La guida era al limite dell’autoritarismo: indicativa dello stile restò la sua denuncia ai probiviri di un segretario di sezione colpevole di avere invitato a Padova Amintore Fanfani, che era il Segretario nazionale del partito! Si oppone anche ad ogni ipotesi di collaborazione amministrativa con i socialisti dopo l’apertura a sinistra avvenuta a livello nazionale. Queste posizioni portano alla sua sconfitta al congresso provinciale della Dc padovana del 1964, in cui si forma una nuova maggioranza politica guidata da Luigi Gui e dalla sinistra di Forze Nuove.
Solo nel 1968 accetta la candidatura, non senza qualche contrasto interno, al collegio senatoriale di Cittadella, dove viene riconfermato fino alla sua morte per 4 legislature. Tra il 1972 e il 1973 è presidente della prima Commissione parlamentare Antimafia, facendosi unanimemente apprezzare per il suo equilibrio, con l’elaborazione della relazione di maggioranza che tuttavia conteneva severissimi giudizi sulle infiltrazioni mafiose anche in ambienti democristiani siciliani.

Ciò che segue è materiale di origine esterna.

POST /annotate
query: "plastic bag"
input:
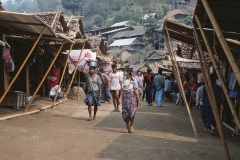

Dal 1976 al 1980 è vicepresidente del Senato, presieduto da Amintore Fanfani. L’impegno politico non ha limitato in alcun modo la prosecuzione della sua attività nel campo del diritto civile, con una produzione scientifica di riconosciuto valore, nell’impegno delle strutture di governo dell’Università di Padova, anche come Preside della facoltà di Giurisprudenza.